I dati sono chiari, e i dati sono “solo” numeri, quantità, misure… a Pesaro i primi mesi del 2020 hanno già evidenziato un deficit di 73 milioni, che è stato un anno poco piovoso. Manca il 60% dell’acqua che sarebbe dovuta cadere dal cielo. E non siamo ancora nella stagione secca, anzi, saremmo in una stagione piuttosto generosa con le piogge.
Ma dato che di fake ne sono girate a centinaia in questo tempo, in cui un complottista vale quanto un virologo, anche l’emergenza idrica è un fake? Dopo tutto l’acqua corre dai rubinetti, scende dagli sciacquoni, scorre nelle docce. L’acqua può finire?

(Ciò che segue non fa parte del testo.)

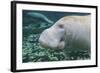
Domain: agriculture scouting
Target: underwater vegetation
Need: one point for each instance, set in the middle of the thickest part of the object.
(34, 22)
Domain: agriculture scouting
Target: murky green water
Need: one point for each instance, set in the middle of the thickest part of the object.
(34, 22)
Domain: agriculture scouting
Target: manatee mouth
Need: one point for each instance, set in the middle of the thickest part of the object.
(60, 44)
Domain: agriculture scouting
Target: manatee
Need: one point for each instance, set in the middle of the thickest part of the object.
(69, 32)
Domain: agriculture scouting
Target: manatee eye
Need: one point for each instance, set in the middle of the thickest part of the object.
(60, 26)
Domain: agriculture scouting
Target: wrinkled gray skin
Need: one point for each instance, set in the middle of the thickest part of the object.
(68, 32)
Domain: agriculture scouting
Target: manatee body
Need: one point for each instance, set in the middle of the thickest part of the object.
(71, 32)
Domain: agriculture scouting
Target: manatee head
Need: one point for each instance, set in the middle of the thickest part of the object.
(69, 31)
(53, 37)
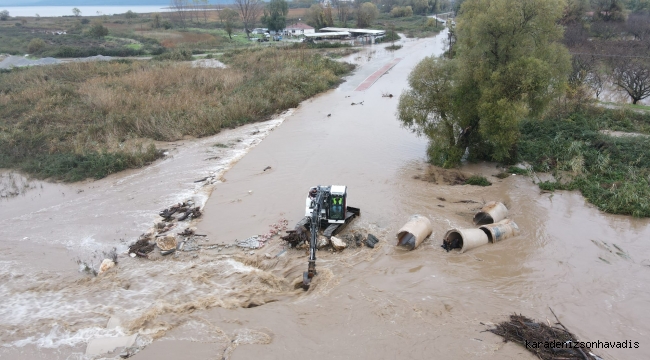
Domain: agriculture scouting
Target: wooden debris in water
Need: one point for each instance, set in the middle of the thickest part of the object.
(545, 341)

Non so quanti abitanti delle nostre città sappiano da dove viene l’acqua che la rete distribuisce. Non so quanti sappiano come funziona il famoso ciclo dell’acqua. Come tante cose cui siamo abituati, tante cose scontate, tante cose talmente ovvie da non richiederci un minuto di riflessione, pensiamo che niente possa andare storto, che niente possa esserci tolto.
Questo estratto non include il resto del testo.